I have long suspected the Magic would have beaten the Sonics in that 1996 Finals, but we will never know. How would Orlando have played against those later Bulls teams? Again, we will never know.

Certainly in the post-Jordan era, the Shaq and Penny Magic looked like the next team to take the Bulls’ throne when Jordan retired.

“With that young team that John Gabriel and the organization and the DeVos family had put together — myself, Dennis Scott, Horace Grant, Penny Hardaway, Shaq, Brian Shaw — I can say that we probably would have had five or six championships,” Anderson said. “If that team would have stayed together.

“Again, the big question is: what if? We had the right team out there. We had a lot of talent on that team and I am pretty sure they would have kept adding the little pieces that would be needed to be put together. I was looking for the ride. That road to the NBA Finals that we went on was like following a rock thing. It was phenomenal.”

Five or six might have been a little much. But one was certainly expected. It could have happened… except O’Neal left.

Everyone in the NBA has spent time waxing poetic about O’Neal since he announced his retirement a few days ago. Magic fans are admittedly a litle torn about it. They appreciate everything O’Neal did in Orlando and in helping put the franchise at the forefront of the NBA’s mind. But they are also still honestly a little bitter about his departure.

The issue of retiring O’Neal’s No. 32 is bitterly divisive.

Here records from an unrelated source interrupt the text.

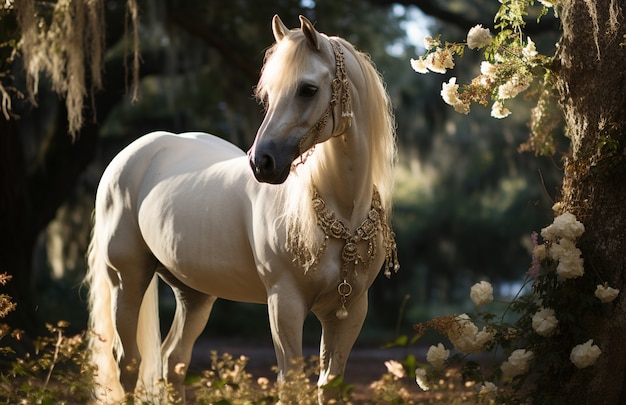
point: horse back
(186, 199)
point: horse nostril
(266, 164)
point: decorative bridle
(332, 227)
(340, 92)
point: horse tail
(103, 341)
(149, 343)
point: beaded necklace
(350, 256)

Even Anderson admitted that there were whispers that O’Neal was always destined for Los Angeles because of a childhood dream he had to be the next great Lakers center. He did do that and took the future of the NBA with him out of Orlando on that day in 1996.

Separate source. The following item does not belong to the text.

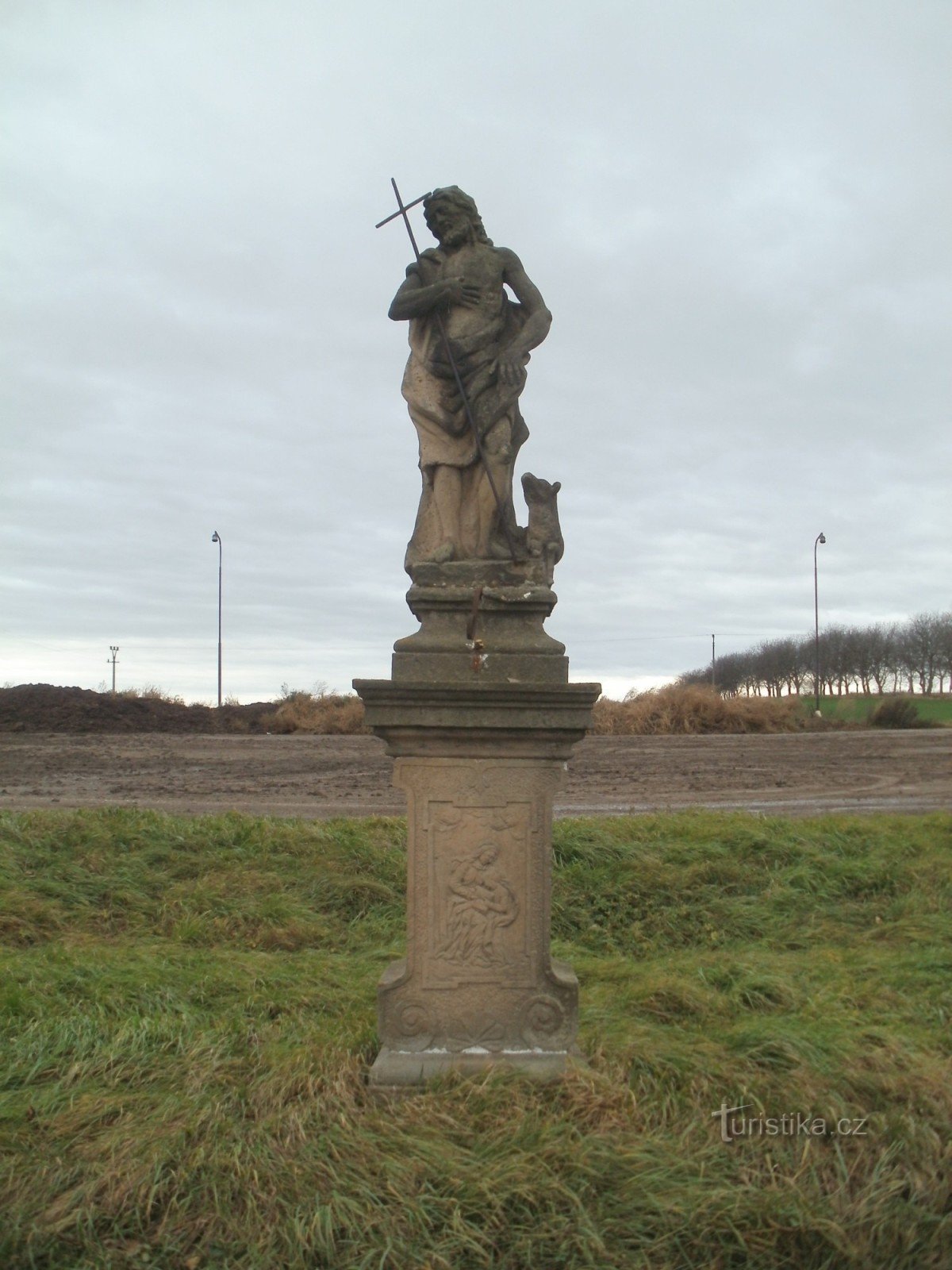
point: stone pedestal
(480, 719)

“It’s obvious at that time, it was disappointing not only for me, fans, the organization,” Anderson said. “It was hard times for all of us. I am not a guy that holds grudges or anything. The young man thought as though he was doing the thing that was best for him and his family. I can’t personally fault someone for doing what they think is best for them and their family because I would do that same and I know many others who would probably do the same too.

“I am not going to hold a grudge against Shaquille O’Neal. Was it devastating? Yes.”

At some point we get over the devastation, right?

Orlando has (slowly) re-ascended behind Dwight Howard. And maybe the demons do not get completely exorcised until Howard signs that extension we are patiently waiting for.

But O’Neal will always be a divisive issue for Magic fans. The “What If?” scenario is just too tantalizing to sort through.